I’ve been moved by a number of things I’ve read in these last few days. Blog posts, Twitter threads, news analysis and more. I’m listening. I’m processing and wondering.
I work with children during the day. I insist that we work to be fair to each other and kind and respectful; that we play our games safely and involve everyone. If I raise my voice, I have told them, it probably is because I have a concern about safety. I’m afraid someone might be hurt. They understand this even if it may surprise them in the moment. We have a relationship and trust each other.
My 9 year old and I were talking at the dinner table. He has a gift for the dramatic and was applying it while assembling his hamburger fixings. When I mentioned his tendency to dramatize, he responded: “You didn’t raise me to be humorless.”
Humorless is a interesting word choice for a 9 year old.
It’s true and he’s right, I haven’t raised him or his older brother to be humorless. On the contrary, humor is central to our relationships. This is good to remember as I feel my humor running low these days.
I’m frustrated by a lot of what I see in mainstream media, particularly in its highly conciliatory coverage of the US President-elect. There is so much focus on what he says when we know after a nearly 2 year campaign that he fabricates, lies and denies on a regular basis. His word is never his bond.
The unbelievable rush to generate clicks overrides every design to report with integrity. The examples are far too many and egregious to list. Painting neo Nazis as young, stylish folks, actually discussing if Jews are human on CNN, raising the question if the Vice President-elect was “harassed” by the cast members of Hamilton…and on and on. I keep shaking my head – although disbelief is not an option I’ve told myself already.
I cannot laugh. I keep wondering – where are those helpers that Fred Rogers’ mom always told him to look out for? Where are the opposition leaders among our elected representatives? Because the catastrophe is upon us and just getting started.

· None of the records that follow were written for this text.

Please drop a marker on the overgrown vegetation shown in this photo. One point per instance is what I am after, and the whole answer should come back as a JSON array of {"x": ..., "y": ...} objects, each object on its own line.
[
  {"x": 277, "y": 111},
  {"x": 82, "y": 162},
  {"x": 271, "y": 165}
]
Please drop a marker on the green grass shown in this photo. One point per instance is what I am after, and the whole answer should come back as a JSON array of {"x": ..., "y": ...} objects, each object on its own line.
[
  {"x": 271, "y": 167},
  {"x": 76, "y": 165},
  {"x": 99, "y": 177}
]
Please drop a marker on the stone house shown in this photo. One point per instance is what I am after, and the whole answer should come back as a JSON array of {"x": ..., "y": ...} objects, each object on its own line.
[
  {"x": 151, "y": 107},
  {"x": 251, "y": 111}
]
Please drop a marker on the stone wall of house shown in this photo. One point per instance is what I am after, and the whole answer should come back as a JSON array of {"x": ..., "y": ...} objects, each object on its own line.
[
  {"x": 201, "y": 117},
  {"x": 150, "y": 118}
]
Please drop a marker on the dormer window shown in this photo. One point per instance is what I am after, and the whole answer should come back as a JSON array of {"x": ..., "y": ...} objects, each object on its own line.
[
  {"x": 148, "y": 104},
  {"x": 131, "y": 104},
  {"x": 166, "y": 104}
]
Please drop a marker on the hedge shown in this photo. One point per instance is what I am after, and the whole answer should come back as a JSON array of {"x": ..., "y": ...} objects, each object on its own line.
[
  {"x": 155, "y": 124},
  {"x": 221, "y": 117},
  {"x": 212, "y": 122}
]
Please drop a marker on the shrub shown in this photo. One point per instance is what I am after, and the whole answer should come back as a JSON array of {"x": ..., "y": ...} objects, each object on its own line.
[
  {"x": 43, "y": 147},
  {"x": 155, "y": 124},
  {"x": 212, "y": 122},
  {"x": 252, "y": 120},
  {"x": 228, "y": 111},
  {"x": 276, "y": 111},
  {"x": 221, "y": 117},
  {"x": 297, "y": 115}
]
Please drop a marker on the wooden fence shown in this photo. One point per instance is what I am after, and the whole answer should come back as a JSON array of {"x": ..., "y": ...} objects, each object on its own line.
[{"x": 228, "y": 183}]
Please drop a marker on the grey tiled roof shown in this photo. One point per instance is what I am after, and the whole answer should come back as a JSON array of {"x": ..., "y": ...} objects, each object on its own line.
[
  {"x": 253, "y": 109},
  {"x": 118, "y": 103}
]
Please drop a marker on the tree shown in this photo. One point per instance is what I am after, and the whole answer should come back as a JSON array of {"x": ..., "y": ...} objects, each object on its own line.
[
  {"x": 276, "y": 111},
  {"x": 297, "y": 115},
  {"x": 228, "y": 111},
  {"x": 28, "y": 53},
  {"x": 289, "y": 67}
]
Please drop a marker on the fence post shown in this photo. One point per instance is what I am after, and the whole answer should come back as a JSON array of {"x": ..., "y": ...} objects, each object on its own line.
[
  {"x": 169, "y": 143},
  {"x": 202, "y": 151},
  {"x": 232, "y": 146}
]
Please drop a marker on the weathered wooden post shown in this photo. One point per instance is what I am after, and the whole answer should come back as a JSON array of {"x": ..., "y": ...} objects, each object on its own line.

So I’ve made my peace with the fact that there will be no saviors. I feel like many of us are experiencing a crisis of expectation. We keep believing that things will happen differently: it won’t be so bad, it’s only four years, that he won’t be all bad… Our false and completely inaccurate expectations – based on convention, level of privilege, and/or ignorance are leading us down a path towards our own destruction – and we’re walking it. Perhaps there’s a little apprehension in our step but because so many of us want to believe – That we’ll be alright, that they don’t really mean us any harm – we follow like the children behind the pied piper – oh how we fall in line.
If the New York Times or Washington Post aren’t bent out of shape at the proposed cabinet members or the recent convention of white nationalists in Washington, DC praising the incoming President complete with Nazi salutes, well then, it can’t be so bad, can it? But precisely this must be our cue. The sign that something is very rotten, not in Denmark but in these divided United States.
Even as I am overwhelmed with anger, disappointment and frustration – my sons have not raised me to be humorless. On the contrary. As I find my own way to resist the spectacle of the current developments, I will need to hold on to my capacity for humor, laughter and fun. To my sons and my students, I owe them at least that much.
Special thanks to Eric Spreng for his wonderful essay on why we need to write ourselves free from despair which helped me write this post in the midst of my confusion.